Mandatory Access Control (MAC)

With access control lists, subjects are in control: they set access permissions to their objects This is called Discretionary Access Control, or DAC. A user can set access rights to give access to a file to any other subject. For instance a user may run the command

chmod o+rw secret.docx

and give read-write access for the file to everyone. Access control lists were designed to work this way. However, this model does not work in environments where management needs to enforce its policies and define access permissions. Also, when access rights are associated with objects, it becomes difficult to turn off access for a specific subject except by locking the the user (e.g., disabling their account). The alternative is to go though each object in the system, check if the user is in the ACL for that object, and remove the user from the ACL.

Mandatory Access Control (MAC) is a form of access control where policy is centrally enforced and users cannot override the policy. With MAC, administrators are in charge of access permissions.

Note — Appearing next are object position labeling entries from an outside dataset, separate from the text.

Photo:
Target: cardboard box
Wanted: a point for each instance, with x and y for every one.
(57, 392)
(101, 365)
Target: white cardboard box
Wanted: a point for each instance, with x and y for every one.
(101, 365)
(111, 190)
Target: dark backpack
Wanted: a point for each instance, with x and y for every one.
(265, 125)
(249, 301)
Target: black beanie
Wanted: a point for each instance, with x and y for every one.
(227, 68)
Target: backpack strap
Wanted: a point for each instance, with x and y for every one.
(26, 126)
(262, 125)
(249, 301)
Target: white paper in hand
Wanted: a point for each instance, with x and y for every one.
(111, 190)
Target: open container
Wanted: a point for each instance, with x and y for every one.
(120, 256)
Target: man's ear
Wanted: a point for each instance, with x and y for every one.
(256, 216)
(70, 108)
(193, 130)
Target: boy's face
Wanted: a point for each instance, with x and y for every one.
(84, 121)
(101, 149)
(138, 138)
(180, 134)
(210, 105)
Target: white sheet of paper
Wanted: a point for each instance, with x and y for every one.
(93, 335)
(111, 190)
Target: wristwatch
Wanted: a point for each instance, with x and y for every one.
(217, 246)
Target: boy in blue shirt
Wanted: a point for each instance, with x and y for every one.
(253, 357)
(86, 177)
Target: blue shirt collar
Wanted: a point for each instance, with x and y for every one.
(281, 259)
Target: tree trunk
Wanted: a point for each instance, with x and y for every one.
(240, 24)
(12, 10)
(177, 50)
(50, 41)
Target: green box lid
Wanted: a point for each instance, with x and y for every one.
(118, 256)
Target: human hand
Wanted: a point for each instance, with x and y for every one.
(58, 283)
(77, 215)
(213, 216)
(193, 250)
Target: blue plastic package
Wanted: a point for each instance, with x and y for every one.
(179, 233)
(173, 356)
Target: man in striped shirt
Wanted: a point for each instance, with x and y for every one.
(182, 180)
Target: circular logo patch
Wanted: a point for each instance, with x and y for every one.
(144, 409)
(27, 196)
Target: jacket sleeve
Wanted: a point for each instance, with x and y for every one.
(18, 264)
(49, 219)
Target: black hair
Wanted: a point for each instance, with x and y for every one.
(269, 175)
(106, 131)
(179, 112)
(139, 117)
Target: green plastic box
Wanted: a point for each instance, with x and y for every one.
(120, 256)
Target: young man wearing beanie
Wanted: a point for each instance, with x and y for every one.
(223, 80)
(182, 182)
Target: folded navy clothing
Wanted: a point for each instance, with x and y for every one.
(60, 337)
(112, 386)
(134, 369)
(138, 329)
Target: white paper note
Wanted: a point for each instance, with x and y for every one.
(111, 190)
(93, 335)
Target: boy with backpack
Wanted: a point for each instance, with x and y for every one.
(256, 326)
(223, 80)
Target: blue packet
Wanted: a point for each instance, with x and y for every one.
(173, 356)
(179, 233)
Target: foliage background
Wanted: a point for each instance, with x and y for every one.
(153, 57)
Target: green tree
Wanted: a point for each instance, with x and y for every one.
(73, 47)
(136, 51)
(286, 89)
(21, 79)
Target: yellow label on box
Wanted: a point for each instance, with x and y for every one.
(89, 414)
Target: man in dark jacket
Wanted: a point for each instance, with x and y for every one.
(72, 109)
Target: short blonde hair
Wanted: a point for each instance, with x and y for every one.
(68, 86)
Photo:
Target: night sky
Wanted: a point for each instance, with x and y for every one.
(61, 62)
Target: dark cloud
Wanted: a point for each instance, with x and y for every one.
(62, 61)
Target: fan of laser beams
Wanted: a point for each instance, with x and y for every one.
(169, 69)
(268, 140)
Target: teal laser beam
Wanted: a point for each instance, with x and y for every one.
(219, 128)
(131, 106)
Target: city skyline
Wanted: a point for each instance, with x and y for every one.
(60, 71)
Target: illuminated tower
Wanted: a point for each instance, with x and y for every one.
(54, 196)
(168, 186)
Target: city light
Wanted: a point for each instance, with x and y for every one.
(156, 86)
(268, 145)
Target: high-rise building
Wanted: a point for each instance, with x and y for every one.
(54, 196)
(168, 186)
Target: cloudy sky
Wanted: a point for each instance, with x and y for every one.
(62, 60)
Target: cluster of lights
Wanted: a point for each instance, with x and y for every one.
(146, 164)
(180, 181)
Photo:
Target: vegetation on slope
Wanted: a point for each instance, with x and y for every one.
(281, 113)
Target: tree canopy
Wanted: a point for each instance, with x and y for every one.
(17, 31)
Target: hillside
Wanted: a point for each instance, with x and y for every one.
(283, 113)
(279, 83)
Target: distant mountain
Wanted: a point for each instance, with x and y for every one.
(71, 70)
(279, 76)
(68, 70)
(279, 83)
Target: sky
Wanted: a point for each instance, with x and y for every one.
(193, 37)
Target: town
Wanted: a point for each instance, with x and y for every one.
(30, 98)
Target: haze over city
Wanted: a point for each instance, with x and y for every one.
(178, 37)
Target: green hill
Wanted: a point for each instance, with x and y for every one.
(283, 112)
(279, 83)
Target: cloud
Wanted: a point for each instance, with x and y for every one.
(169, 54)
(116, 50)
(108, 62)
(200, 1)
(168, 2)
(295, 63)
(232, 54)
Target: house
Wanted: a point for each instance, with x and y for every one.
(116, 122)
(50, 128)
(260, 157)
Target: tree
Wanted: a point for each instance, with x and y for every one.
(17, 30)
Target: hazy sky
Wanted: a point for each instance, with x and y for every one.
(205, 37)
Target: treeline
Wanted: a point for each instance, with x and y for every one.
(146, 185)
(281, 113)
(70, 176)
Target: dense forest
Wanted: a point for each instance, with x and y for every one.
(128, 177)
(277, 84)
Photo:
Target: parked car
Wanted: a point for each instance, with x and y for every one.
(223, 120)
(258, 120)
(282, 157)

MLS: Multi-Level Security Systems

Figure 7. Bell-Lapadula MLS access model
Figure 7. Bell-Lapadula MLS access model

Multi-level security systems were designed to handle multiple levels of classified data in one system. The Bell-LaPadula model is the best known of these systems. It was originally designed for the U.S. Navy to enable users with different classification levels to use a single, shared computer system. The military uses four classification levels: unclassified, confidential, secret, and top secret. You do not have access to information above your clearance and you cannot create information below your clearance.

With the Bell-LaPadula model, every object is assigned one of those four sensitivity levels. Every user is also associated with a clearance at one of those levels. If you have confidential clearance, you can read confidential and unclassified data but you cannot read anything of a higher clearance level: secret and top secret. You can create data at confidential, secret, and top-secret levels (yes, you can create files that you will not be allowed to read) but you cannot create unclassified data. The motivation for this model is confidentiality – the prevention of information leakage. If a piece of software is hacked or a user account is compromised, it will not be able to leak data from higher classification levels.

Bell-LaPadula is summarized as _no read up; no write down. You cannot read from a higher clearance level or write to a lower clearance level. More formally, the Bell-LaPadula model has three properties:

1. The Simple Security Property
A subject cannot read from a higher security level (no read up, NRU)
2. The *-Property (Star Property)
A subject cannot write to a lower security level (no write down, NWD)
3. The Discretionary Security Property
Discretionary access control (e.g., access control lists) can be used with the model after mandatory access controls are enforced. This means that you can, for example, block read-write access to your files and users who would have clearance to access those files will be disallowed access.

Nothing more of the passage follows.